How to proceed in Syria towards durable solutions? AVSI proposal at the side event to the Brussels VII Conference

The intervention of Filippo Agostino, AVSI Syria County representative at the event “What kind of help are Syrian asking for?”

Countries Syria
Date 14.06.2023
Author by Filippo Agostino AVSI Syria Country representative

AVSI, in collaboration with György Hölvényi, Member of the European Parliament, proposed a side event to the Brussels VII Conference “Supporting the future of Syria and the region” on Tuesday 6 June to discuss possible ways to proceed from emergency aid to early recovery and durable solutions for the Syrian crisis. Among the speakers Filippo Agostino, AVSI Syria County representative.

avsi side event Syria Conference eu parliament 2023
Avsi side event at the European Parliament "What kind of help are Syrian asking for?"

Towards durable solutions in Syria – what could we do?

by Filippo Agostino - AVSI Syria Country Representative

A durable solution is achieved when Internally Displaced Persons (IDPs) no longer have specific assistance and protection needs that are linked to their displacement and such persons can enjoy their life without discrimination resulting from their displacement

NRC, Durable Solutions for Internally Displaced People: in a nutshell, 2019

We would like to bring this concept back to the early recovery projects that we are developing in Syria and see how to improve them. What can we do to have lasting solutions in the humanitarian field to the problems that afflict more than 90% of the population in Syria where 15.3 million of persons need humanitarian help (HRP Syria 2023) helping therefore to give durable solutions to IDPs too, facilitating their spontaneous return.

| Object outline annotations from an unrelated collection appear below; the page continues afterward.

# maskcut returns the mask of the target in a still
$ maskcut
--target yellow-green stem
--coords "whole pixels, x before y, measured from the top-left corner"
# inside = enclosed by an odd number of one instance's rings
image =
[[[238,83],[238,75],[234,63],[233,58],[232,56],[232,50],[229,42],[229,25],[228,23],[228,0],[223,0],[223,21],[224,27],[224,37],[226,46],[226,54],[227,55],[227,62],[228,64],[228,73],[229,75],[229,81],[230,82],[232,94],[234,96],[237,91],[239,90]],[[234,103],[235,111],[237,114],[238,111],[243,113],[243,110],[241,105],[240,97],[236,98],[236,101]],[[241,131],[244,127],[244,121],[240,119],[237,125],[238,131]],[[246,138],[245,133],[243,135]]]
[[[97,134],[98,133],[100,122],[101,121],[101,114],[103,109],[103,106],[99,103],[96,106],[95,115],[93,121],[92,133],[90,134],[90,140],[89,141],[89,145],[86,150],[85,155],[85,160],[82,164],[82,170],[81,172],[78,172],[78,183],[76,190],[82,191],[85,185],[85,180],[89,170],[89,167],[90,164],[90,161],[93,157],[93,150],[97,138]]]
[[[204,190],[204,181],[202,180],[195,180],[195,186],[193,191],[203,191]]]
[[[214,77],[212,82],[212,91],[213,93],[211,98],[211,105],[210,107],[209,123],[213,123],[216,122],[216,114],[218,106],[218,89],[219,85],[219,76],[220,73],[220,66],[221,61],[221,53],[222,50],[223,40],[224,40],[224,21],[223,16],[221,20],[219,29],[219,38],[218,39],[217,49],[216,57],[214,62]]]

The earthquake in Syria on February 6 exaggerated the pre-existing needs, as we saw, and it is now more necessary than ever to strengthen our intervention and give concrete answers to people's needs which have been amplified and require a much longer-term response and sustainability.

We need to recognize we face still challenges and impediments as humanitarian actors:

  • lack of funding especially related to early recovery activities,
  • the impact of sanctions on the humanitarian response and economic growth, coordination among all humanitarian actors involved,
  • the access obstacles and bureaucracy hindering a righteous response.

However, we need always to promote a positive change in favor of the beneficiaries we are representing.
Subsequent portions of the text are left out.